Spirit or Alcohol Burners for Wild Camping
Trangia Spirit Burner and Lixada Stove
We’re not massive fans of the alcohol burners. They’re essentially liquid candles and are pretty inefficient in terms of heat transfer. However, they have one great advantage – they can be extremely small and lightweight. They also do have a certain ‘back-to-basics’ charm.
The best option for an alcohol stove is the world-famous Trangia Spirit Burner. This will work with any ethanol, propanol or even white spirit and only weighs 100g.
The Trangia takes about 7-8 minutes to boil 1 litre of water which is more than double the time of the gas burners. You literally just top it up with the alcohol of your choice and seal it shut – these things don’t leak which is great.
You can’t rest a pot on top of the Trangia directly, so you need to either dig a hole for it to go in, or arrange some stones or similar to hide it, with the pot sat on the rocks. Alternatively, buy one of these great folding stove frames from Lixada. They are very lightweight, don’t take up much space in your rucksack and look pretty damn cool!
Solid Fuel Stoves
Even more inefficient than alcohol are the solid fuel stoves which typically use hexamine tablets. We don’t really recommend these stoves for more than novelty value, as it takes more than one tablet to even boil 1 litre of water. There’s also no way of controlling the power of the flame, so it’s a case of lifting the pan away from it to cook/boil less – not ideal!
The good news is that they’re as cheap as chips. The Fire Dragon solid fuel burner is a good example – at only £4, it could be a nice little stocking filler for your pyromaniac best friend!
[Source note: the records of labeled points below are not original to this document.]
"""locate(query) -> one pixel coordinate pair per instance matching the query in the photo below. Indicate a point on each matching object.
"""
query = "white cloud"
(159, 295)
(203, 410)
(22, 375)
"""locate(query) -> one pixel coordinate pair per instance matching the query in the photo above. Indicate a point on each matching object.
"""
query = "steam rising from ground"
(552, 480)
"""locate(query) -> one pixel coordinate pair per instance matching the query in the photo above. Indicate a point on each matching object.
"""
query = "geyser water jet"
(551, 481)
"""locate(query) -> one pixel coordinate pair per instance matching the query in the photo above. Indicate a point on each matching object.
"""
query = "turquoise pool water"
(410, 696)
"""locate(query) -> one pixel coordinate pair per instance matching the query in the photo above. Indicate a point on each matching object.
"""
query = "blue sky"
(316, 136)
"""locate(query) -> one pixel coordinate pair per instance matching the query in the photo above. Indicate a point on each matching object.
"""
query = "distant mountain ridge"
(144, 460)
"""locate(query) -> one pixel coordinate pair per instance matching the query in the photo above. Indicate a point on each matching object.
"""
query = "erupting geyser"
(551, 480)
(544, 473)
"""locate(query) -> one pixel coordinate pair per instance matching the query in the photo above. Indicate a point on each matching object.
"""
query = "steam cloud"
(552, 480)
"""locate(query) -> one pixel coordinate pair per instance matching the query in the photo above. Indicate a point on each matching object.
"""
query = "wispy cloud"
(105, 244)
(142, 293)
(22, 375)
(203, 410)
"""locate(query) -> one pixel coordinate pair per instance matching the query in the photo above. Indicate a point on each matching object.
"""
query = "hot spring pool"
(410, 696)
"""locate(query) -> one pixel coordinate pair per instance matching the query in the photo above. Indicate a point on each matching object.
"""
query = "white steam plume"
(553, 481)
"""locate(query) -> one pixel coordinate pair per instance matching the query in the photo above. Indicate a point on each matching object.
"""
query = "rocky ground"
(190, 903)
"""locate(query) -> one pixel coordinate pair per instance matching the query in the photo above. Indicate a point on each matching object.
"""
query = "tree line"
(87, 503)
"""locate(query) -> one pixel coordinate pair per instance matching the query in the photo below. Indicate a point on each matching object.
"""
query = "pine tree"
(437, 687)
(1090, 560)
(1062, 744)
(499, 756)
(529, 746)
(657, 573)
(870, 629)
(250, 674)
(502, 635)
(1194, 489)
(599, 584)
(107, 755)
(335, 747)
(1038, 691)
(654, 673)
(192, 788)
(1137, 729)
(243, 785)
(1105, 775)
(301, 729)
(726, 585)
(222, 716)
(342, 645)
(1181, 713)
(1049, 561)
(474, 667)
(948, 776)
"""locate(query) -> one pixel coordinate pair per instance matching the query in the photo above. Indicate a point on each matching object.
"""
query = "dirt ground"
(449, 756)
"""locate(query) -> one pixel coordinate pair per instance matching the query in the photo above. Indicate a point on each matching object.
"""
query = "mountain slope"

Finally, you should definitely check out our review of the fantastic Cobb BBQ which gives several hours of slow cook oven and grilling greatness. We love it!
That concludes our summary of the best camping stoves on the UK market at the moment. It’s always difficult to narrow choices like this down, but in our heart we feel you can’t go wrong with a small gas burner – the portability, efficiency and space-saving ability just floats our boats!